The following diagram shows the major entities of an FBP diagram (apart from the Information Packets). Such a diagram can be converted directly into a list of connections, which can then be executed by an appropriate engine (software or hardware).

A, B and C are processes executing code components. O1, O2, and the two INs are ports connecting the connections M and N to their respective processes. It is permitted for processes B and C to be executing the same code, so each process must have its own set of working storage, control blocks, etc. Whether or not they do share code, B and C are free to use the same port names, as port names only have meaning within the components referencing them (and at the network level, of course).

M and N are what are often referred to as "bounded buffers", and have a fixed capacity in terms of the number of IPs that they can hold at any point in time.

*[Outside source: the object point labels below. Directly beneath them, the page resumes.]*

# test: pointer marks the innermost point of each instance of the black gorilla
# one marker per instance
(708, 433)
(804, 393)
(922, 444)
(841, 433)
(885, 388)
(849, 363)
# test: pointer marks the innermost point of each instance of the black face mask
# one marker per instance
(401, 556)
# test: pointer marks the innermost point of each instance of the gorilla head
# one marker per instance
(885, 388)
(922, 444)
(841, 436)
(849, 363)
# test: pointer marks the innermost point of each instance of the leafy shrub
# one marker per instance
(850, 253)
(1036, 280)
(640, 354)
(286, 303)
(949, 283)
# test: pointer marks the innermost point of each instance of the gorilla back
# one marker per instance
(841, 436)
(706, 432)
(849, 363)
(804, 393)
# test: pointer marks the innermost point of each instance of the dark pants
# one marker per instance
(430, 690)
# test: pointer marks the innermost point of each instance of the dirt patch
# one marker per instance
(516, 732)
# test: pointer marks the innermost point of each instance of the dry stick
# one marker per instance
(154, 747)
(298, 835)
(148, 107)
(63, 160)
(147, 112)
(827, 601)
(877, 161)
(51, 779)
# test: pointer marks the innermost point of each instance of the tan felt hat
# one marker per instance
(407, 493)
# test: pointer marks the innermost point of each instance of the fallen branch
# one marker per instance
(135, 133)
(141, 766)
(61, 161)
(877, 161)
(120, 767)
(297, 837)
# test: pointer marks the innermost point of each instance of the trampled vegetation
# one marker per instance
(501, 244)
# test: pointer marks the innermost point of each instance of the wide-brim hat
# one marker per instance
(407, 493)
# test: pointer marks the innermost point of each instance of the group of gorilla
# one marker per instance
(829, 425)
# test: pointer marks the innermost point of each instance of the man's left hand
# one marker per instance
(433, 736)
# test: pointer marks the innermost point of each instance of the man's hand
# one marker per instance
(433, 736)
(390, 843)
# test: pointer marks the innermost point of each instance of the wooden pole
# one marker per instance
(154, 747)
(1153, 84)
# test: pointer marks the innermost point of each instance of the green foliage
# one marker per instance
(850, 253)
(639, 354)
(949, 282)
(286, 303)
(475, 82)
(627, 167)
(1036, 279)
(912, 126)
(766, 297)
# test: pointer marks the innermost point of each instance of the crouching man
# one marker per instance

The concept of ports is what allows the same component to be used at more than one place in the network. In combination with a parametrization capability, called Initial Information Packets (IIPs), ports provide FBP with a component reuse capability, making FBP a component-based architecture. FBP thus exhibits what Nate Edwards of IBM Research has termed configurable modularity.

Information Packets or IPs are allocated in what might be called "IP space" (just as Linda's tuples are allocated in "tuple space"), and have a well-defined lifetime until they are disposed of and their space is reclaimed - in FBP this must be an explicit action on the part of an owning process. IPs traveling across a given connection (actually it is their "handles" that travel) constitute a "stream", which is generated and consumed asynchronously - this concept thus has similarities to the lazy cons concept described in the 1976 article by Friedman and Wise.

IPs are usually structured chunks of data - some IPs, however, may not contain any real data, but are used simply as signals. An example of this is "bracket IPs", which can be used to group data IPs into sequential patterns within a stream, called "substreams". Substreams may in turn be nested. IPs may also be chained together to form "IP trees", which travel through the network as single objects.

The system of connections and processes described above can be "ramified" to any size. During the development of an application, monitoring processes may be added between pairs of processes, processes may be "exploded" to subnets, or simulations of processes may be replaced by the real process logic. FBP therefore lends itself to rapid prototyping.

This is really an assembly line image of data processing: the IPs travelling through a network of processes may be thought of as widgets travelling from station to station in an assembly line. "Machines" may easily be reconnected, taken off line for repair, replaced, and so on. Oddly enough, this image is very similar to that of unit record equipment that was used to process data before the days of computers, except that decks of cards had to be hand-carried from one machine to another.

Implementations of FBP may be non-preemptive or preemptive - the earlier implementations tended to be non-preemptive (mainframe and C language), whereas the latest Java implementation (see below) uses Java Thread class and is preemptive.